Peuplement des éléments

XUL apporte une méthode permettant de créer des éléments à partir de données fournies par RDF, que ce soit à partir d'un fichier RDF ou à partir d'une source de données interne. Plusieurs sources de données sont déjà fournies avec Mozilla comme les marque-pages, l'historique et les messages mails. Plus de détails seront donnés dans une prochaine section.

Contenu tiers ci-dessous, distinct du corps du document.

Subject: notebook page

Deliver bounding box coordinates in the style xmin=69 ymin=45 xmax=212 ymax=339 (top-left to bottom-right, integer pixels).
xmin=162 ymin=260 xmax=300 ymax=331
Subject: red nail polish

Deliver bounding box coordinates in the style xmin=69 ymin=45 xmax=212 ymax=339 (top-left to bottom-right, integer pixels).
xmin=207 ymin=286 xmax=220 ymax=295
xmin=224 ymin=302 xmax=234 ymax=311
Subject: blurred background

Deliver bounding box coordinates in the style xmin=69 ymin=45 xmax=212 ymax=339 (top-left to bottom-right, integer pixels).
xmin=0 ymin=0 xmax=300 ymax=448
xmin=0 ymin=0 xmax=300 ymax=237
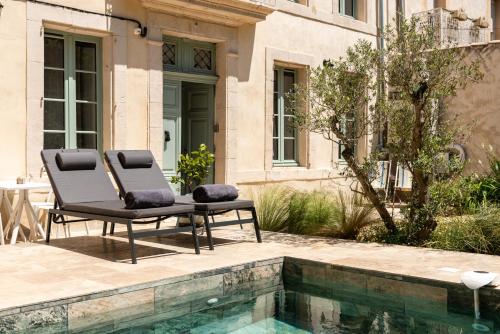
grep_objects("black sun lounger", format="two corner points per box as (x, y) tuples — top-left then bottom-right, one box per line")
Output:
(41, 149), (200, 263)
(104, 150), (262, 250)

Habituellement, les éléments tels que les treeitem et menuitem seront peuplés avec des données. Cependant, vous pouvez utiliser d'autres éléments si vous le voulez, bien qu'ils soient utilisés pour des cas spécifiques. Néanmoins nous commencerons avec ces autres éléments parce que les arbres et menus nécessitent plus de code.

Pour permettre la création d'éléments basés sur des données RDF, vous avez besoin de fournir un gabarit simple (Ndt : template) qui sera dupliqué pour chaque élément devant être créé. En gros, vous fournissez juste le premier élément et les suivants seront construits sur le même modèle.

Le gabarit est créé en utilisant l'élément template. À l'intérieur de celui-ci, vous pouvez placer les éléments que vous voulez utiliser pour chaque élément construit. L'élément template doit être placé à l'intérieur du conteneur qui contiendra les éléments construits. Par exemple, si vous utilisez un arbre tree, vous devez placer l'élément template à l'intérieur de l'élément tree.

Exemple simple de gabarit

C'est mieux d'expliquer avec un exemple. Prenons un exemple simple où nous voulons créer un bouton pour chaque marque-page principal. Mozilla fournit une source de données pour les marque-pages, pouvant être ainsi utilisée pour récupérer les données. Cet exemple ne récupérera que les marque-pages principaux (ou les dossiers des marque-pages) car nous allons créer des boutons. Pour les marque-pages fils, nous devrions utiliser un élément qui affiche une hiérarchie tel qu'un arbre ou un menu.

Cet exemple et tous les autres qui font référence à des sources de données RDF interne, et ils ne fonctionneront que si vous les chargez à partir d'une url chrome. Pour des raisons de sécurité, Mozilla ne permet pas d'y accéder à partir de fichiers extérieurs.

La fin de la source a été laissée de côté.